Hinter ihr und links von ihr raumhohe Regale, in denen sich Ordner um Ordner drängeln. Die älteren oben, auf dem Boden griffbereit die jüngeren Ausgaben. Es sind einige Jahre an Kulturarbeit des Bürgerhauses versammelt, das in diesem Jahr das dreißigste Jubiläum feiert.
Und sozusagen ein „Geschenk“ ist der seit dem Frühjahr installierte Treppenlift, der eine Verbindung vom Erdgeschoss der rückwärtigen Gebäudetür, über das Hochparterre zum 1. Obergeschoß führt. Rollstuhlfahrer und Gehbehinderte haben nun die nötige Barrierefreiheit, mit der sie auch das kleine Cafè erreichen können und ebenfalls das vielfältige Kursangebot im Obergeschoß. Der Lifter ist auch während eines Stromausfalls durch die Anbindung an das Haus eigene Notstromaggregat nutzbar.
Acht Bürgerhäuser gibt es in Bremen, das letzte und kleinste wurde 1984 in Hemelingen installiert. Dabei gab es im Vorfeld verschiedene Standortfragen zu klären. So war das jetzige “Aladin” im Gespräch; das scheiterte an den zur Verfügung stehenden Räumlichkeiten. Oder das “Kubiko”. Nicht zuletzt einigten sich die Stadt Bremen und Förderer des Bürgerhauses auf die ehemalige Polizeidienststelle in Hemelingen. Es bot die geeigneten Räumlichkeiten und die Option für einen späteren Anbau, dem heutigen Saal, sowie genügend PKW-Stellplätze an der Hemelinger Bahnhofstraße. Apropos Polizeigebäude: So mancher ältere Hemelinger erinnert sich mit Schmunzeln an die Räumlichkeiten im Keller des Polizeigebäudes: das waren einstmals die Ausnüchterungszellen, weiß die Geschäftsführerin zu berichten.
Die Anfänge des Bürgerhauses kennt die heute 50 jährige Arndt nur aus Erzählungen. Sie ist „erst“ seit 10 Jahren dabei und betreute im ersten Jahr die Kinder- und Jugendarbeit, später auch als Festangestellte. Seit einem Jahr ist sie die Geschäftsführerin des Bürgerhauses, als Nachfolgerin von Wilfried Mammes.

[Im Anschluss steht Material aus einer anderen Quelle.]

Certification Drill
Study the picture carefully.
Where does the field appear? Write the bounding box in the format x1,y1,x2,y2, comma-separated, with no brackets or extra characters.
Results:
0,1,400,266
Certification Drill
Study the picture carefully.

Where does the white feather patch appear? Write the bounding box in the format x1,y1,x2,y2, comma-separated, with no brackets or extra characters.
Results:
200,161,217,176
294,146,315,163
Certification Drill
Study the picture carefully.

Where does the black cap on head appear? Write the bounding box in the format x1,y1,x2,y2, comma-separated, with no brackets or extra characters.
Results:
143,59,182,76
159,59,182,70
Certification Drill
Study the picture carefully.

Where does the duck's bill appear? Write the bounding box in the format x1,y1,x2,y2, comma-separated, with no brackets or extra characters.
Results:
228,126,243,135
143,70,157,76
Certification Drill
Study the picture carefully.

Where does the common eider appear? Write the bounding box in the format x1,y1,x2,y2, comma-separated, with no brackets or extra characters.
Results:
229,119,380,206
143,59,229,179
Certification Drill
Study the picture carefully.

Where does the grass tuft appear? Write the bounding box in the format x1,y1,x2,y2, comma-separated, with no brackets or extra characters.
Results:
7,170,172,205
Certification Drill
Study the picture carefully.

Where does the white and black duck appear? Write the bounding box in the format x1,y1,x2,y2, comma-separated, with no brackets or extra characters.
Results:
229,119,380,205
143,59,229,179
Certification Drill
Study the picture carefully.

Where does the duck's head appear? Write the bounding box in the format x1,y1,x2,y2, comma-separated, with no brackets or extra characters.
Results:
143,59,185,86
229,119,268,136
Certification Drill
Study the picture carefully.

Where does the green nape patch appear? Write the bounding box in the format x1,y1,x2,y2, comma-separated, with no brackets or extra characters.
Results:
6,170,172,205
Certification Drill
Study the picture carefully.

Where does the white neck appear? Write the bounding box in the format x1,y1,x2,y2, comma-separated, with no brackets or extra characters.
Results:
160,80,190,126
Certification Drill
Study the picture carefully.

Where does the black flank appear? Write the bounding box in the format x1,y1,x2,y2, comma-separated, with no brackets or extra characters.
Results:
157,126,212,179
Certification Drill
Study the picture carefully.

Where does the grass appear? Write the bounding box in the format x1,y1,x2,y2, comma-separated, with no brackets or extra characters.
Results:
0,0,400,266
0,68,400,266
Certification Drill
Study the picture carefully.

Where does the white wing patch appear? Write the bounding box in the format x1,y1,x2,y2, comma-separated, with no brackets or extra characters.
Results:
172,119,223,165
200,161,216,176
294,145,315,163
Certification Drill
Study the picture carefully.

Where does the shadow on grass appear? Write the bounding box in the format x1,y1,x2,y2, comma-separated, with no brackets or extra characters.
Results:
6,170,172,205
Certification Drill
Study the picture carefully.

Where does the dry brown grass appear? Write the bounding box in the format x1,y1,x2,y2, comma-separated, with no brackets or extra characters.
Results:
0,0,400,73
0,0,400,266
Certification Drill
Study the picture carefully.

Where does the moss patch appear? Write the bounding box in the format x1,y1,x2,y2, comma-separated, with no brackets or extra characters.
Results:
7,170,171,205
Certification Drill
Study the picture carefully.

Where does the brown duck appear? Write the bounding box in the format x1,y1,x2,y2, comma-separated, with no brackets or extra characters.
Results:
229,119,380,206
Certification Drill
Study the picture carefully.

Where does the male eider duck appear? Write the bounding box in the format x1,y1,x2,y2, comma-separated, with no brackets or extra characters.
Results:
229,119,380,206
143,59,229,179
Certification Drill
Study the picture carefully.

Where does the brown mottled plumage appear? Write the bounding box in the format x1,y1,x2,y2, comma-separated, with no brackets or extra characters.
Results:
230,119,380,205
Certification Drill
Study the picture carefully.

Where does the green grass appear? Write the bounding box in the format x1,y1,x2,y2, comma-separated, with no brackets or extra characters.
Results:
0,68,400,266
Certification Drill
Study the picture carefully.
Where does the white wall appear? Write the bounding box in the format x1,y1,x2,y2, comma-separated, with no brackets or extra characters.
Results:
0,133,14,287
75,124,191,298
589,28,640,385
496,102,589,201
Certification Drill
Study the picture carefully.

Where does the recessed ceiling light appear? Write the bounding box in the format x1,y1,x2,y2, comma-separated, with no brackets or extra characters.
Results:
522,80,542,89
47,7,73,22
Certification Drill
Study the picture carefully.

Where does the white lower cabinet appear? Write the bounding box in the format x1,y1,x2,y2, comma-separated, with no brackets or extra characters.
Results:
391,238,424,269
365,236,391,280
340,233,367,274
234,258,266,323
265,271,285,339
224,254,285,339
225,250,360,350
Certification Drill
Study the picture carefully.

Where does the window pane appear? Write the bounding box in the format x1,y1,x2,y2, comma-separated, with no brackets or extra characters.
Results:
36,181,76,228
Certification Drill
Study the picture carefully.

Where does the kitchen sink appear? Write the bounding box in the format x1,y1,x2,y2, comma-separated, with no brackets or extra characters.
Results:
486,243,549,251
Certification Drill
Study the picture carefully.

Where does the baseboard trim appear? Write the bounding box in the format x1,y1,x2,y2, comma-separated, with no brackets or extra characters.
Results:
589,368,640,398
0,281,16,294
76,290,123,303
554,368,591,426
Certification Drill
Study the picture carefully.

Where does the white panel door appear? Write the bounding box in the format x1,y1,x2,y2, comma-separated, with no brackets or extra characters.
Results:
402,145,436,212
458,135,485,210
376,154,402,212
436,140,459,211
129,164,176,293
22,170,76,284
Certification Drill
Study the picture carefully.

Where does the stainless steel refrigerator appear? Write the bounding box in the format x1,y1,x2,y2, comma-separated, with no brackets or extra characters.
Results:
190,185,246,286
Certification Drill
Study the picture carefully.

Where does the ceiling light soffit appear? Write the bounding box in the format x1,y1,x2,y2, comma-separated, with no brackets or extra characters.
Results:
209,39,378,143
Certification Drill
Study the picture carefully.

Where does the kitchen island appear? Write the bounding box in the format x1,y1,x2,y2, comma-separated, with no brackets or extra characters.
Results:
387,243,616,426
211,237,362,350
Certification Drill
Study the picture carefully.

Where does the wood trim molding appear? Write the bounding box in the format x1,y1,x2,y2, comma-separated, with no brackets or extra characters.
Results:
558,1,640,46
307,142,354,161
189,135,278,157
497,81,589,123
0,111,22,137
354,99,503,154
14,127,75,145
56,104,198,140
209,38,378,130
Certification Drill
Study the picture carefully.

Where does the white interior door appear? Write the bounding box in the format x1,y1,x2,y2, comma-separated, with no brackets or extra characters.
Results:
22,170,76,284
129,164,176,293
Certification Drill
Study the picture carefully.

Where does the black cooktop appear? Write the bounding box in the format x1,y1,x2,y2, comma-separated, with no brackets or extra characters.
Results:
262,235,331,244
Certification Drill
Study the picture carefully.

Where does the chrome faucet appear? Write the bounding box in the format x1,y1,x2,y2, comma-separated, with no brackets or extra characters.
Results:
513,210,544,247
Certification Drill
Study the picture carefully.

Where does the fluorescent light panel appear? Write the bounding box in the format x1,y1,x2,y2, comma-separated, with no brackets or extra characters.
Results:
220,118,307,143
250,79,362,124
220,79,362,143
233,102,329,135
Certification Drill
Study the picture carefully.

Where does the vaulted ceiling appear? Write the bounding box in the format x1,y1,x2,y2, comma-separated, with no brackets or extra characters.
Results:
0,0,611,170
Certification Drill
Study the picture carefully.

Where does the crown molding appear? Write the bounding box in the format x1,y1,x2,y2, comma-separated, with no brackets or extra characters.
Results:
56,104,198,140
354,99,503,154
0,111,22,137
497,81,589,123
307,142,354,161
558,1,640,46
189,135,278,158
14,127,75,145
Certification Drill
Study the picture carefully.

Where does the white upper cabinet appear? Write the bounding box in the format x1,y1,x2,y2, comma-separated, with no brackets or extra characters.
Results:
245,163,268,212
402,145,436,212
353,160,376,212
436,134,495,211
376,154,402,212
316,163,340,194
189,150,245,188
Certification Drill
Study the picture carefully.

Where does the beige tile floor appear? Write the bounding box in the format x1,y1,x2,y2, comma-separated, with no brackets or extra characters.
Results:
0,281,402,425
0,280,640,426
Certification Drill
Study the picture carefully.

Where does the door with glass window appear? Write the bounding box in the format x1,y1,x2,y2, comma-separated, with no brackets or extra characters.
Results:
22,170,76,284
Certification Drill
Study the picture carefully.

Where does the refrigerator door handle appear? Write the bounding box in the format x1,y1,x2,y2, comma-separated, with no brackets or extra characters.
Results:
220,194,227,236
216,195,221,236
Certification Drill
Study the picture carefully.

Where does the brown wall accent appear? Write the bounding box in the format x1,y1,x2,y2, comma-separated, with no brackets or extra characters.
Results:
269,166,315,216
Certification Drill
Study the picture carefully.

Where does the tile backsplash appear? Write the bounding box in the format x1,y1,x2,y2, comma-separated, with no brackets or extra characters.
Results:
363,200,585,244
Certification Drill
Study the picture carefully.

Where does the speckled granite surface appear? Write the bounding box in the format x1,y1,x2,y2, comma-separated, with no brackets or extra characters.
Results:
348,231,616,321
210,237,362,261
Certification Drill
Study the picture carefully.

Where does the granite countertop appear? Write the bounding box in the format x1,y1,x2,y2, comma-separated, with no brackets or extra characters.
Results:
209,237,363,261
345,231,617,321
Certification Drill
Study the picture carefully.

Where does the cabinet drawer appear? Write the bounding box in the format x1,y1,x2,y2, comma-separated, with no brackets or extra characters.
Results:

Aber sie weiß schon jetzt, wie schwer es ist, mit den Fördermitteln, die ihr die Kulturbehörde zur Verfügung stellt, auszukommen. Die circa 80 Mitglieder des Trägervereins, die zwölf Euro im Jahr einzahlen, sind da nur ein Tropfen auf den heißen Stein. Das Bürgerhaus ist neben den Mitgliedsbeiträgen und den Geldern aus Vermietung der Räumlichkeiten auch auf Spenden von Firmen angewiesen. So hat zum Beispiel die Sparkassenzweigstelle Hemelingen anlässlich ihres hundertjährigen Bestehens 100 000 Mark gespendet. Das war neben den Fördermitteln von Mercedes ein Geldsegen, mit dem die Geschäftsführung des Bürgerhauses planen konnte, als der angrenzende Saalbau Realität werden sollte.
Der Saalbau, der mit dem ehemaligen Polizeipräsidium durch einen Laubengang verbunden ist und sich architektonisch gelungen dem Gebäude von 1875 sehr schön anpasst, wurde 1988 nötig. Das Bürgerhaus Hemelingen war zu klein geworden für alle angebotenen Aktivitäten; so sollten ja auch Theater- und Tanzgruppen vor mehr Publikum spielen können. Das Polizeirevier war eben mit seinen räumlichen Kapazitäten am Ende. Damals wie heute wurden unter anderem die Räume an verschiedenste Kulturschaffende vermietet, zum Beispiel für Sprachkurse und Tanzgruppen. Es gebe Lehrer, sagt Arndt, die schon über zwanzig Jahre auf diese Räumlichkeiten zurückgreifen.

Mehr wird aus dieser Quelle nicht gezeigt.